The day we’ve been waiting for is finally here. Or rather, it will be here in 2019.
Adobe Photoshop—real, full Photoshop—on the iPad. It’s been a dream of digital artists at least as long as the Apple Pencil has been around, and at the Adobe Max conference on Monday, the company finally let them know that their dream is coming true. Photoshop CC is up and running on iPad, and will be released sometime in 2019.
Adobe went to great lengths to reassure its users that this is not a new “Photoshop for the iPad” but rather “Photoshop on the iPad.” It’s a translation of the core Photoshop engine, along with a new interface and suite of gestures made for touch-and-pencil input.

The interface is new, but the underlying Photoshop engine isn’t.
It opens and saves the same .PSD files as the desktop version; you can start work on one device, save to the cloud, and continue working on a different device from right where you left off.

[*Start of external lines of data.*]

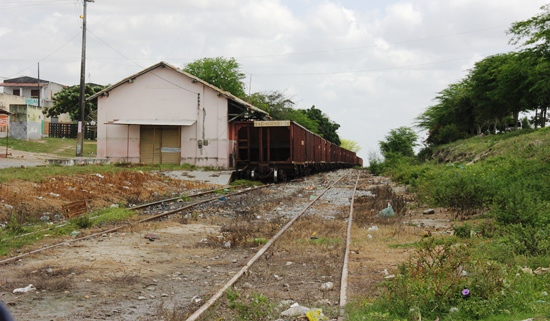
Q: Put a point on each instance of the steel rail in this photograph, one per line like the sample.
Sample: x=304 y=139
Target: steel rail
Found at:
x=344 y=280
x=11 y=259
x=237 y=276
x=137 y=207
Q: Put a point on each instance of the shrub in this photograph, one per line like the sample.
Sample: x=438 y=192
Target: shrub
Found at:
x=256 y=307
x=83 y=222
x=433 y=279
x=461 y=189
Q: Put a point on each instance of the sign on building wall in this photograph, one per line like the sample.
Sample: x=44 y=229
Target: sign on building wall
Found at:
x=272 y=123
x=4 y=122
x=31 y=101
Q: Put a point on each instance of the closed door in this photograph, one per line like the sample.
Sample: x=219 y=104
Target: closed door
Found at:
x=160 y=145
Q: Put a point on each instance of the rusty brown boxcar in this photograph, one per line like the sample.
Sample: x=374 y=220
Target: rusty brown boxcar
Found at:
x=281 y=149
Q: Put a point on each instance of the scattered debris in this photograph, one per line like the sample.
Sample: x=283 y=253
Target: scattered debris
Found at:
x=387 y=212
x=151 y=237
x=327 y=286
x=26 y=289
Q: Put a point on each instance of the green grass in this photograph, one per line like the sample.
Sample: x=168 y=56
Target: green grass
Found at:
x=502 y=181
x=16 y=236
x=61 y=147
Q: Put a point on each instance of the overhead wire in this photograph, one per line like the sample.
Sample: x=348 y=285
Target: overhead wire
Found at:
x=130 y=60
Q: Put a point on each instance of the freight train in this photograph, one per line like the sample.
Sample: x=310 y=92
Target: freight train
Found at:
x=282 y=149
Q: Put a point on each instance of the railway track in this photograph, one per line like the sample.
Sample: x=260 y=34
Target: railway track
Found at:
x=171 y=204
x=314 y=208
x=302 y=245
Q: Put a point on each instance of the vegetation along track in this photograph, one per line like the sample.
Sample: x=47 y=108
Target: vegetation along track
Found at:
x=155 y=210
x=310 y=275
x=169 y=267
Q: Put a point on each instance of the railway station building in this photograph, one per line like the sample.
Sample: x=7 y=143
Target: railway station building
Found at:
x=162 y=115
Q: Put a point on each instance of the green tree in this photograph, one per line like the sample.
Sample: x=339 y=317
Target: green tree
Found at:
x=281 y=107
x=350 y=145
x=223 y=73
x=68 y=101
x=534 y=34
x=453 y=116
x=400 y=141
x=327 y=128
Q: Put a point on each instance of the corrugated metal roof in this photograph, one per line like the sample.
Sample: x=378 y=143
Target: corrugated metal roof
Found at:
x=196 y=79
x=153 y=122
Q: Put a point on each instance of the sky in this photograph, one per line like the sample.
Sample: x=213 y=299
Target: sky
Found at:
x=369 y=65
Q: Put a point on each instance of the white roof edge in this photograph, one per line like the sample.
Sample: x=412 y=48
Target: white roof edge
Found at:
x=158 y=122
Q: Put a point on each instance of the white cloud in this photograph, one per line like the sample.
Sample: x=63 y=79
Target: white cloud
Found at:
x=370 y=65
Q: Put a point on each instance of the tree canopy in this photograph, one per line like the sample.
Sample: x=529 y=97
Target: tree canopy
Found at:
x=223 y=73
x=350 y=145
x=400 y=141
x=326 y=127
x=281 y=107
x=497 y=89
x=68 y=101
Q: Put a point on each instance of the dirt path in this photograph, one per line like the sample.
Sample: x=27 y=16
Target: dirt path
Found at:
x=128 y=276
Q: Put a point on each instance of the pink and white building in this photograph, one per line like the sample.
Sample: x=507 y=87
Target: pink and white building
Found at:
x=163 y=115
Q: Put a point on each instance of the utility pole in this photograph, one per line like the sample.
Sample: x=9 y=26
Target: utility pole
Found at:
x=80 y=133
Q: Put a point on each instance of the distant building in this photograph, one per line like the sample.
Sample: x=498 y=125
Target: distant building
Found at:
x=31 y=89
x=163 y=115
x=28 y=97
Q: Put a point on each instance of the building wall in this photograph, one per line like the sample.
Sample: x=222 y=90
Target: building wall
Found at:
x=164 y=94
x=5 y=101
x=25 y=122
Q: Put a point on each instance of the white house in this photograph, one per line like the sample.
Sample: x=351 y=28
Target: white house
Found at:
x=163 y=115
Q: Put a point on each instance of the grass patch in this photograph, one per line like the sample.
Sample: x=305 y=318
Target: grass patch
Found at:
x=245 y=182
x=15 y=236
x=111 y=215
x=326 y=241
x=62 y=147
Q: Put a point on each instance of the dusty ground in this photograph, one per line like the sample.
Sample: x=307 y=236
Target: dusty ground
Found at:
x=125 y=276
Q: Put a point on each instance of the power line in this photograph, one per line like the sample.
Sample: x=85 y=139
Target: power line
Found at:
x=19 y=4
x=135 y=63
x=369 y=70
x=56 y=50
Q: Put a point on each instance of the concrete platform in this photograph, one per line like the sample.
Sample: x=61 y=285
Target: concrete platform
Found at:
x=78 y=161
x=211 y=177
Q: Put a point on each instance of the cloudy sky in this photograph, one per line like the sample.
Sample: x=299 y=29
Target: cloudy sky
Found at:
x=370 y=65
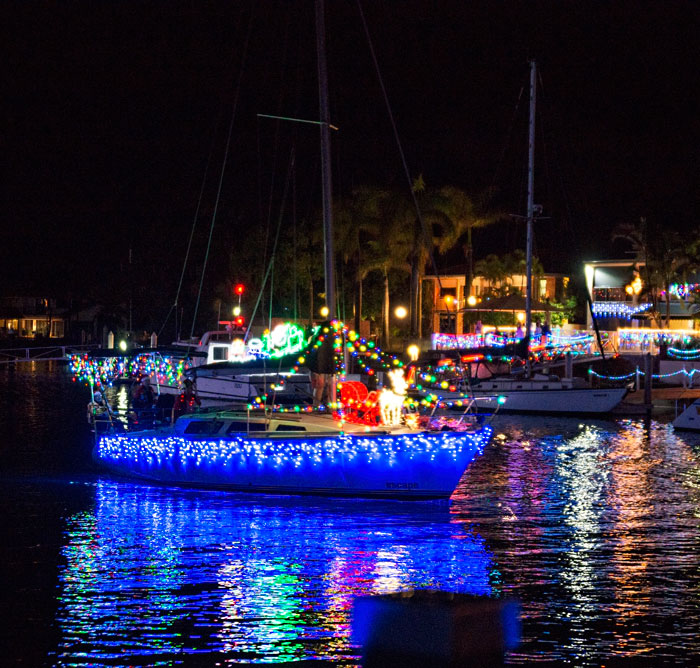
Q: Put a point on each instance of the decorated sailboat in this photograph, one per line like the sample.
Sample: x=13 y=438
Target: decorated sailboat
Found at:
x=359 y=443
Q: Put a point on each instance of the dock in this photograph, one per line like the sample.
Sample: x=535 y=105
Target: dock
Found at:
x=669 y=401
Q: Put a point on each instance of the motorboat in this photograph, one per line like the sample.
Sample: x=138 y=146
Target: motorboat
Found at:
x=537 y=394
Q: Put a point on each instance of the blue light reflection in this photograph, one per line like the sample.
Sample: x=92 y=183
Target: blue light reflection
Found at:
x=160 y=575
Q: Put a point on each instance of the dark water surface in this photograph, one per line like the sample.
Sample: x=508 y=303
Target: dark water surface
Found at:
x=593 y=526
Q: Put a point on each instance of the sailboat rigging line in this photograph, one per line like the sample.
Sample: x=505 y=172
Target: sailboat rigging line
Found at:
x=223 y=169
x=424 y=230
x=274 y=247
x=296 y=120
x=189 y=243
x=501 y=158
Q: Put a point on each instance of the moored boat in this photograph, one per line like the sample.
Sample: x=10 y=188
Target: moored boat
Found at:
x=287 y=453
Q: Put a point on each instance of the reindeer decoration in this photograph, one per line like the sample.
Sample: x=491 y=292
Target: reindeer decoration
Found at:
x=391 y=401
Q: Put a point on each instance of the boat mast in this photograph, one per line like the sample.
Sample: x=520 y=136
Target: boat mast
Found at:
x=530 y=208
x=325 y=157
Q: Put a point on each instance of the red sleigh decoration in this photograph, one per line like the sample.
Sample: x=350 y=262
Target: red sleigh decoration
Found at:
x=359 y=405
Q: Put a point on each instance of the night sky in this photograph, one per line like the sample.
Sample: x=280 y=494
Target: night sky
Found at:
x=112 y=110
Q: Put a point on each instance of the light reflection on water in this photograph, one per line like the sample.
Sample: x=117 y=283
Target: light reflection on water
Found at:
x=168 y=573
x=592 y=525
x=602 y=544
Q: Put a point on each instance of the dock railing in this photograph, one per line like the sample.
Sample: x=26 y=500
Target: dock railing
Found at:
x=42 y=354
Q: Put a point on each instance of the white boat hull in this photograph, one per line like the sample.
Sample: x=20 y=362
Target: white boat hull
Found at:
x=242 y=388
x=529 y=398
x=409 y=465
x=689 y=419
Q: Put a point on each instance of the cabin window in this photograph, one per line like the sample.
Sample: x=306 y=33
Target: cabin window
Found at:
x=242 y=426
x=203 y=427
x=290 y=427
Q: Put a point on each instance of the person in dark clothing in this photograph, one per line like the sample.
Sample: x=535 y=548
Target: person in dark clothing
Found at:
x=186 y=401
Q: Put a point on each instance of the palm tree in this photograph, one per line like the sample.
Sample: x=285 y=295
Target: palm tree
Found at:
x=466 y=215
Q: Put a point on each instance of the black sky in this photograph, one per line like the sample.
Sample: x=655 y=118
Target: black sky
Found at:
x=111 y=110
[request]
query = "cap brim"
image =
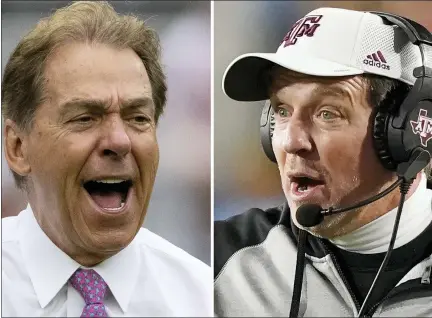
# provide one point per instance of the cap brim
(244, 78)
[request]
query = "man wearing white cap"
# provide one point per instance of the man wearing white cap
(348, 121)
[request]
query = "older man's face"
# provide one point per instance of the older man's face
(92, 151)
(324, 149)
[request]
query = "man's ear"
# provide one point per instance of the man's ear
(15, 147)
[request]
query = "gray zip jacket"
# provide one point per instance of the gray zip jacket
(255, 261)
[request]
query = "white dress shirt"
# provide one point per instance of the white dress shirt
(150, 277)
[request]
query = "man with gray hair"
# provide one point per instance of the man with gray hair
(81, 97)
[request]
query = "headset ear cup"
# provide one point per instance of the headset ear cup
(266, 130)
(380, 139)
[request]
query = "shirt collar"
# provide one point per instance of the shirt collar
(50, 268)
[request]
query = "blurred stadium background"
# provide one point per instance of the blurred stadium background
(180, 206)
(243, 176)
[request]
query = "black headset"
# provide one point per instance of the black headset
(394, 138)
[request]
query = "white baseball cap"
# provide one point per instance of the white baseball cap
(328, 42)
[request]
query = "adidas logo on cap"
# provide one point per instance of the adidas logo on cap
(377, 59)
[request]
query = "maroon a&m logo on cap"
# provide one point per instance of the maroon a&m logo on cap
(305, 26)
(423, 127)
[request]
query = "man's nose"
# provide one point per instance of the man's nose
(297, 138)
(116, 141)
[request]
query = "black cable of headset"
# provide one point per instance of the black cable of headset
(404, 187)
(298, 280)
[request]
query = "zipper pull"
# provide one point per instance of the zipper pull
(426, 275)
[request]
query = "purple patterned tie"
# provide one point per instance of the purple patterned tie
(92, 288)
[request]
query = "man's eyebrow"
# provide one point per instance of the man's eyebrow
(93, 105)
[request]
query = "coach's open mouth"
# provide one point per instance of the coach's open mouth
(303, 183)
(109, 194)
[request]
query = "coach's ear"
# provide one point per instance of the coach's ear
(16, 148)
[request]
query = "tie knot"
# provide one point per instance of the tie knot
(90, 285)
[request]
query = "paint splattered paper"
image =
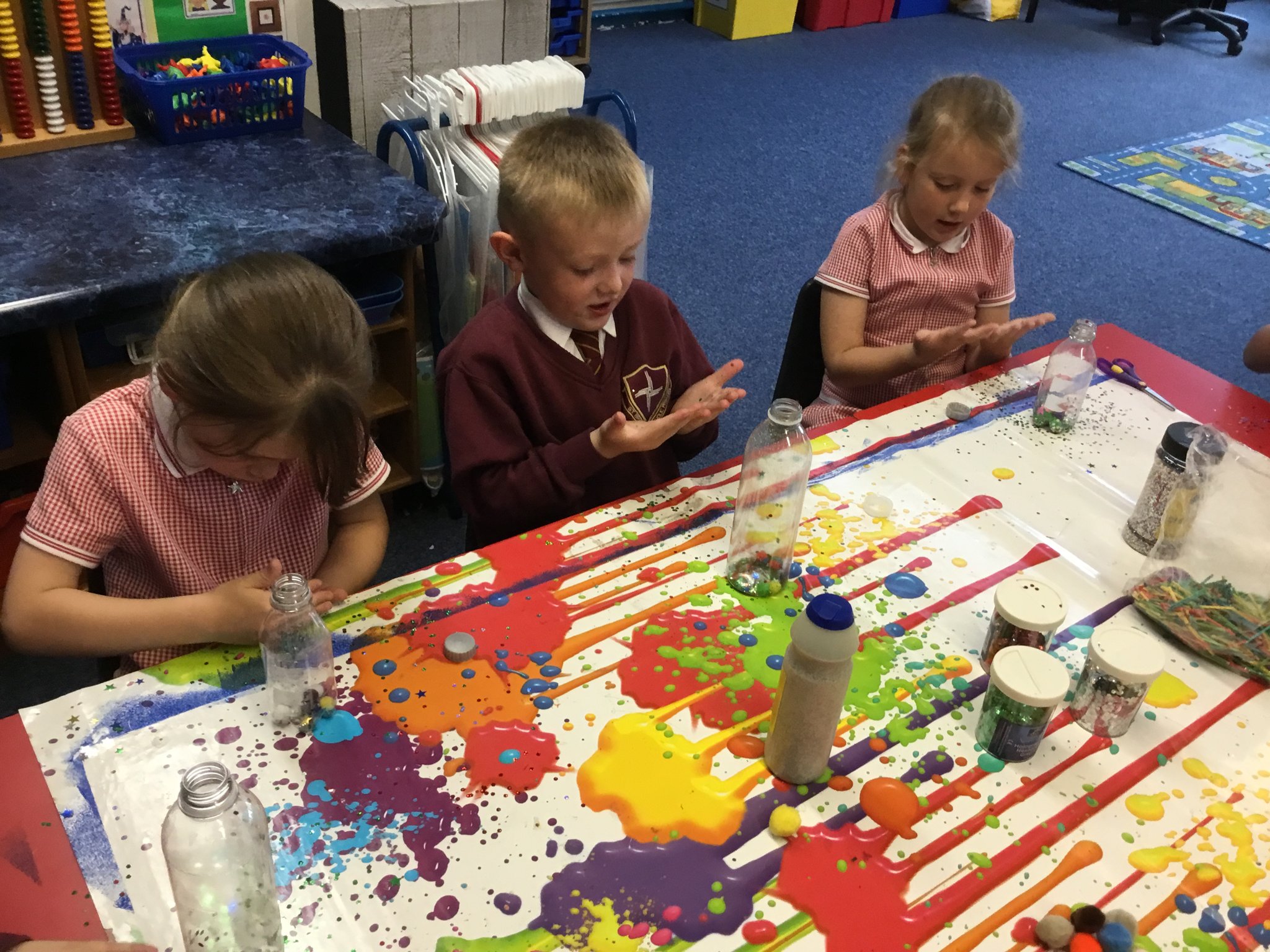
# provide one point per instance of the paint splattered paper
(592, 778)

It has all the same core masking, filters, adjustments, and layering features as the Photoshop desktop we’re used to.
In Adobe’s on-stage demo, it showed how the iPad version will rely heavily on context-sensitive menus that disappear when not in use, to keep the visible interface from becoming too cluttered on those 10.5-inch iPad displays. There are new touch interface features too, like a “touch modifier” button that allows you to quickly perform a second related action when it’s held down, without digging into menus. You might draw with the Pencil, but hold down the touch modifier button to switch to an eraser, for example.

You’ll be able to save a PSD to the cloud on your Mac and open it on iPad, and vice-versa.
Adobe isn’t promising everything you get in the desktop version of Photoshop in the initial release. Its news site says, “We will release a smaller set of features on the iPad first so we can ship the 1.0 version to you quickly, and gradually add the rest over time.” Even so, what’s already there should be a huge boon to digital artists that have been itching to work on the iPad for years.